DataDriftDetector Class

Reference

Defines a data drift monitor that can be used to run data drift jobs in Azure Machine Learning.

The DataDriftDetector class enables you to identify drift between a given baseline and target dataset. A DataDriftDetector object is created in a workspace by either specifying the baseline and target datasets directly. For more information, see https://aka.ms/datadrift.

Datadriftdetector constructor.

The DataDriftDetector constructor is used to retrieve a cloud representation of a DataDriftDetector object associated with the provided workspace.

Inheritance: builtins.object

DataDriftDetector

Constructor

DataDriftDetector(workspace, name=None, baseline_dataset=None, target_dataset=None, compute_target=None, frequency=None, feature_list=None, alert_config=None, drift_threshold=None, latency=None)

Parameters

workspace: Workspace

Required

The workspace in which to create the DataDriftDetector object.

name: str

default value: None

A unique name for the DataDriftDetector object.
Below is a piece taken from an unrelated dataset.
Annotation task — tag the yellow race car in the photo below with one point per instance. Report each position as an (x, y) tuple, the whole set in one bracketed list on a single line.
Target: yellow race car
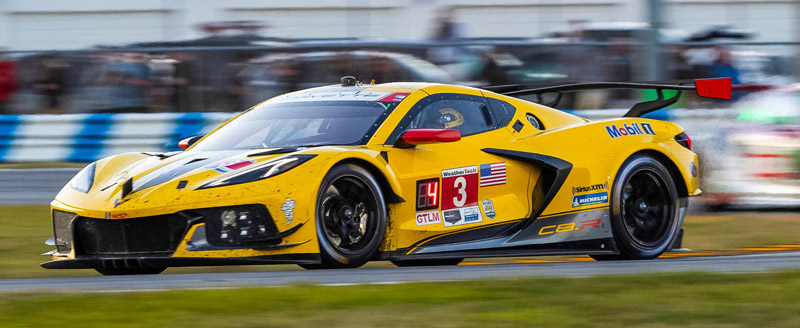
[(413, 173)]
baseline_dataset: TabularDataset

default value: None

Dataset to compare the target dataset against.

target_dataset: TabularDataset

default value: None

Dataset to run either adhoc or scheduled DataDrift jobs for. Must be a time series.

compute_target: ComputeTarget or str

default value: None

Optional Azure Machine Learning ComputeTarget or ComputeTarget name. DataDriftDetector will create a compute target if one is not specified.

frequency: str

default value: None

Optional frequency indicating how often the pipeline is run. Supports "Day", "Week", or "Month".

feature_list: list[str]

default value: None

Optional whitelisted features to run the datadrift detection on. DataDriftDetector jobs will run on all features if feature_list is not specified. The feature list can contain characters, numbers, dashes, and whitespaces. The length of the list must be less than 200.

alert_config: AlertConfiguration

default value: None

Optional configuration object for DataDriftDetector alerts.

drift_threshold: float

default value: None

Optional threshold to enable DataDriftDetector alerts on. The value must be between 0 and 1. A value of 0.2 is used when None is specified (the default).

latency: int

default value: None

Delay in hours for data to appear in dataset.

workspace: Workspace

Required

The workspace in which to create the DataDriftDetector object.

name: str

Required

A unique name for the DataDriftDetector object.

baseline_dataset: TabularDataset

Required

Dataset to compare the target dataset against.

target_dataset: TabularDataset

Required

Dataset to run either adhoc or scheduled DataDrift jobs for. Must be a time series.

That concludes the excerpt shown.